State Duma Deputy Robert Shlegel wrote on Twitter that Russia's hockey federation head Vladislav Tretyak told him after the crash, with tears in his eyes, “Our national team also flies a Yak-42.” Tretyak said hours later that the team would stop using Yak-42s, Rusnovosti.ru reported.

No government order was given Wednesday to ground Yak-42s, unlike after fatal crashes involving An-24 and Tu-134 aircraft earlier this year.

Both members of the ruling tandem dispatched senior officials to the crash site. Prime Minister Vladimir Putin sent Transportation Minister Igor Levitin, while President Dmitry Medvedev sent his deputy chief of staff Vladislav Surkov, who was already in Yaroslavl for an international political forum that opened Wednesday.

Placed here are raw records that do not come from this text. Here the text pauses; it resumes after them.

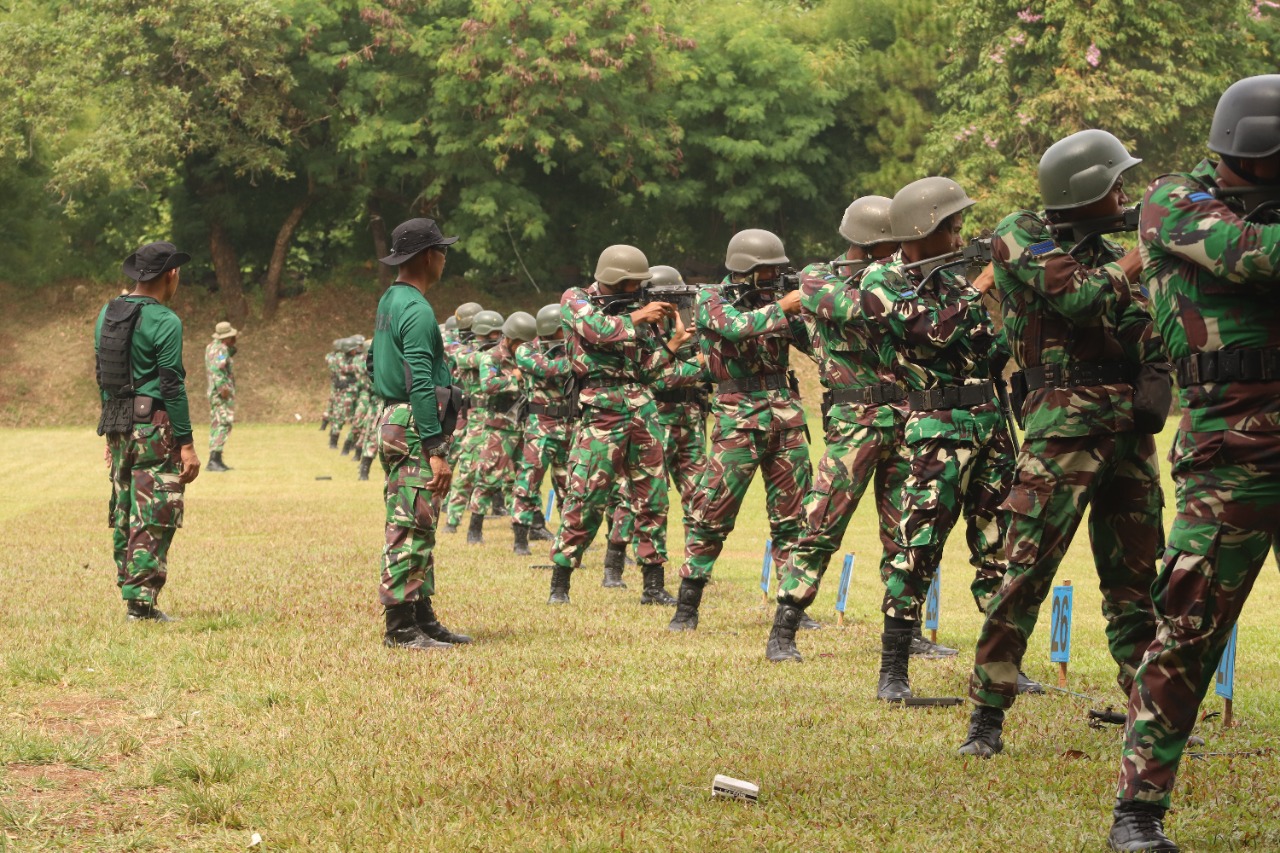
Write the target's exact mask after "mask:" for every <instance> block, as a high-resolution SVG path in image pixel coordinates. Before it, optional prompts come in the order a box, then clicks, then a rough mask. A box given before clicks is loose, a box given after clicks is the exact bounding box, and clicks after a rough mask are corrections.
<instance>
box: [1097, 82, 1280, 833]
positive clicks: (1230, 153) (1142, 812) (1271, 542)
mask: <svg viewBox="0 0 1280 853" xmlns="http://www.w3.org/2000/svg"><path fill="white" fill-rule="evenodd" d="M1208 147H1210V150H1211V151H1215V152H1216V154H1219V155H1220V156H1221V160H1220V161H1219V163H1213V161H1212V160H1202V161H1201V163H1199V165H1197V167H1196V168H1194V169H1192V170H1190V172H1189V173H1185V174H1172V175H1165V177H1162V178H1158V179H1157V181H1156V182H1155V183H1152V184H1151V187H1149V188H1148V190H1147V197H1146V199H1143V202H1142V219H1140V222H1139V227H1138V236H1139V238H1140V240H1142V250H1143V255H1144V256H1146V259H1147V264H1146V270H1144V280H1146V284H1147V286H1148V287H1149V289H1151V306H1152V315H1153V318H1155V321H1156V328H1157V329H1158V332H1160V334H1161V337H1162V338H1164V342H1165V351H1166V352H1167V353H1169V355H1170V356H1171V357H1172V359H1174V366H1175V371H1176V377H1178V386H1179V392H1178V396H1179V400H1180V402H1181V410H1183V416H1181V421H1180V423H1179V424H1178V434H1176V435H1175V438H1174V448H1172V452H1171V453H1170V461H1171V465H1172V475H1174V489H1175V493H1176V496H1178V515H1176V516H1175V517H1174V525H1172V529H1171V530H1170V532H1169V544H1167V548H1166V549H1165V560H1164V566H1162V567H1161V569H1160V574H1158V576H1157V579H1156V583H1155V585H1153V587H1152V592H1153V597H1155V607H1156V640H1155V643H1152V644H1151V647H1149V648H1148V649H1147V653H1146V656H1144V657H1143V660H1142V663H1140V665H1139V666H1138V672H1137V675H1135V676H1134V681H1135V683H1134V686H1133V693H1132V694H1130V697H1129V721H1128V727H1126V730H1125V740H1124V753H1123V757H1121V762H1120V780H1119V783H1120V784H1119V790H1117V792H1116V806H1115V812H1114V818H1115V822H1114V825H1112V827H1111V835H1110V839H1108V841H1110V844H1111V849H1114V850H1176V849H1178V845H1176V844H1174V843H1172V841H1171V840H1170V839H1169V838H1167V836H1166V835H1165V831H1164V816H1165V811H1166V809H1167V808H1169V802H1170V795H1171V793H1172V789H1174V781H1175V780H1176V777H1178V765H1179V763H1180V761H1181V757H1183V749H1184V747H1185V745H1187V738H1188V735H1190V733H1192V726H1193V725H1194V724H1196V720H1197V717H1198V716H1199V704H1201V702H1202V701H1203V699H1204V693H1206V692H1207V690H1208V686H1210V684H1212V681H1213V671H1215V670H1216V667H1217V662H1219V660H1220V658H1221V657H1222V651H1224V649H1225V648H1226V643H1228V640H1229V639H1230V635H1231V629H1233V628H1234V626H1235V622H1236V620H1238V619H1239V616H1240V608H1242V607H1244V602H1245V599H1247V598H1248V596H1249V590H1251V589H1252V588H1253V581H1254V580H1256V579H1257V576H1258V570H1260V569H1261V567H1262V562H1263V561H1265V560H1266V557H1267V553H1268V552H1270V551H1271V549H1272V548H1275V547H1276V543H1277V539H1280V300H1277V298H1276V282H1277V280H1280V214H1277V213H1276V211H1277V209H1280V74H1265V76H1261V77H1248V78H1245V79H1242V81H1239V82H1236V83H1234V85H1233V86H1230V87H1229V88H1228V90H1226V92H1224V93H1222V97H1221V99H1220V100H1219V102H1217V109H1216V110H1215V113H1213V124H1212V126H1211V128H1210V136H1208Z"/></svg>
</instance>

Medvedev, who expressed his condolences, still intends to come to the forum Thursday as scheduled, but organizers have canceled all planned entertainment events, Interfax reported.

Lokomotiv, owned by Russian Railways, was the second runner-up for last season's Gagarin Cup, the prime trophy of the Kontinental Hockey League. It is also one of two teams that have won the Russian championship three times since 1996, the other being Metallurg Magnitogorsk. They are only bested by Kazan's Ak Bars, which has four victories under its belt.

The team, established in 1949 and known as Torpedo between 1965 and 2000, played in the lower leagues in Soviet times but rose to prominence in the past two decades. It won the Russian championship in the 1996-97, 2001-02 and 2002-03 seasons, the last two under Czech coach Vladimir Vujtek.

Lokomotiv's roster of star players in post-Soviet times has included Andrei “The Tank” Kovalenko, Yegor Podomatsky and Alexei Yashin, who played for the team during the 2004-05 NHL lockout.

With the Yaroslavl crash, Russia has become the most dangerous country to travel by plane. A total of 119 people have been killed in seven crashes this year, while the war-torn Democratic Republic of Congo places second with 106 dead in three crashes, including one by Georgian Airlines, according to a data base maintained by Aviation-safety.net.

By comparison, 108 people were killed in crashes in Russia between January and August 2010, including 96 when the Polish presidential jet went down near Smolensk's Katyn forest, killing President Lech Kaczynski and many other top Polish officials. Aviation-safety.net lists two plane crashes with fatalities over that period, and the count for the full year stood at four incidents and 120 dead.

The Yaroslavl tragedy is also one of the deadliest incidents in history involving high-profile sports teams.

The most well-known local crash took place in 1979, when 17 players and staff members with Pakhtakor Tashkent, at the time one of Soviet Union's prime football teams, also died while flying, in a morbid coincidence, to a match with Dinamo Minsk.

Pakhtakor, whose jet collided mid-air with another jet, had its lineup boosted with volunteers from other Soviet teams and was guaranteed three years in the top league after the crash, but it never regained its glory. It was unclear Wednesday whether any star volunteers would step forward for Lokomotiv Yaroslavl.

In 1950, a plane with 11 Russian ice hockey players and eight others crashed near the city of Sverdlovsk, now known as Yekaterinburg. The team, flying in a military Li-2 plane, was heading to Chelyabinsk for a match.

Internationally, the most well-known crash involving a sports team occurred when a jet carrying the Manchester United football club went down while taking off in Munich in 1958, killing 23 people, including eight players.

In 1949, a plane carrying the Torino football squad, known as Il Grande Torino, crashed into the hill of Superga near Turin, Italy, killing all 31 people on board, including 18 players.